This blog post is an excerpt from GovLoop's recent report How SecOps Can Benefit Your Agency. Download the full report here.
Think of SecOps as a management approach that bridges the gap to connect security and operations teams, in much the same way that DevOps unifies software developers and operations professionals.
SecOps links the security and operations teams together to work with shared accountability, processes and tools to ensure that agencies do not have to sacrifice security to maintain a commitment to uptime and performance.
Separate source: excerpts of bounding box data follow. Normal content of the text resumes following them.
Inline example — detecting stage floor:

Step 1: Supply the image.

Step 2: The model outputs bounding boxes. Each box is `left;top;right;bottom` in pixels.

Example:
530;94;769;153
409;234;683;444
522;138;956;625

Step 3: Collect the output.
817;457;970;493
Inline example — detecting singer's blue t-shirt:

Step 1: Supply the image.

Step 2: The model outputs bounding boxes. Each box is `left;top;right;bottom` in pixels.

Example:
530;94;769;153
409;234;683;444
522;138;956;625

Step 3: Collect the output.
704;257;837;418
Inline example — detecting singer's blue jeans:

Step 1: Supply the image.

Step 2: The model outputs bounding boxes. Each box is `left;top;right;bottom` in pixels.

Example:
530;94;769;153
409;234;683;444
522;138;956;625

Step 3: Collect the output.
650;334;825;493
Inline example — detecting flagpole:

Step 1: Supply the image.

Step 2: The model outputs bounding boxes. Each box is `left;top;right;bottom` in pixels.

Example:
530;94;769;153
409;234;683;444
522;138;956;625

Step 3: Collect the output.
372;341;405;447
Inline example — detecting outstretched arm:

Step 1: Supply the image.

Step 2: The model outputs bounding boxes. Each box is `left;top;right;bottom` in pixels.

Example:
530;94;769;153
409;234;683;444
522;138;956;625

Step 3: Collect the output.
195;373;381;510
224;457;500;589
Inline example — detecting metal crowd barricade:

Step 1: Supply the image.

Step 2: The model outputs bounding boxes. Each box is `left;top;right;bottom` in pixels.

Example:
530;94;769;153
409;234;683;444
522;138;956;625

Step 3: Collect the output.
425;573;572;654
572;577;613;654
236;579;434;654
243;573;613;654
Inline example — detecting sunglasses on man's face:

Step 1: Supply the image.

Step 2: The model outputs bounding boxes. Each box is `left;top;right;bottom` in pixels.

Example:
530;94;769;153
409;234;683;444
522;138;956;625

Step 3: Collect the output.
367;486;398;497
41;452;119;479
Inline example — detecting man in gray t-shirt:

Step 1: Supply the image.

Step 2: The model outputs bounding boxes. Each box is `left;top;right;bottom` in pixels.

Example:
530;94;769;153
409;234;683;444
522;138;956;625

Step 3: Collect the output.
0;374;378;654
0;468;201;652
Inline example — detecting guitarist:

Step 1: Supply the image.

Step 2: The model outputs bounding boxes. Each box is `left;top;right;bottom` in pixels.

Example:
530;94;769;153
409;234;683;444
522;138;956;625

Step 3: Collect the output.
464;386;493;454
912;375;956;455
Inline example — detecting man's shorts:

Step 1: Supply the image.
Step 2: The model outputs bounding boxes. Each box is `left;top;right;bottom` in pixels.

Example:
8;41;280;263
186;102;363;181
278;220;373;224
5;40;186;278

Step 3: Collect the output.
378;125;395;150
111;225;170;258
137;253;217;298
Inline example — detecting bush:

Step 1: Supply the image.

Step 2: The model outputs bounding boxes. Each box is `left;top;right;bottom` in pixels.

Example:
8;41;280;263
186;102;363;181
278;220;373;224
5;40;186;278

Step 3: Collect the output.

This is certainly a cultural shift for many agencies, and one that requires them to first address the conflicting priorities between security and operations teams, according to BMC. IT Leaders need to step in and demonstrate that they are all accountable for ensuring the agency and its customers are protected.
When SecOps methods are embraced, security employees can no longer simply hand off results from a vulnerability scan to operations team members and think their work is done. The goal is to keep both teams engaged in the process and provide visibility into what changes need to be made and the possible impact of those changes to other parts of the business.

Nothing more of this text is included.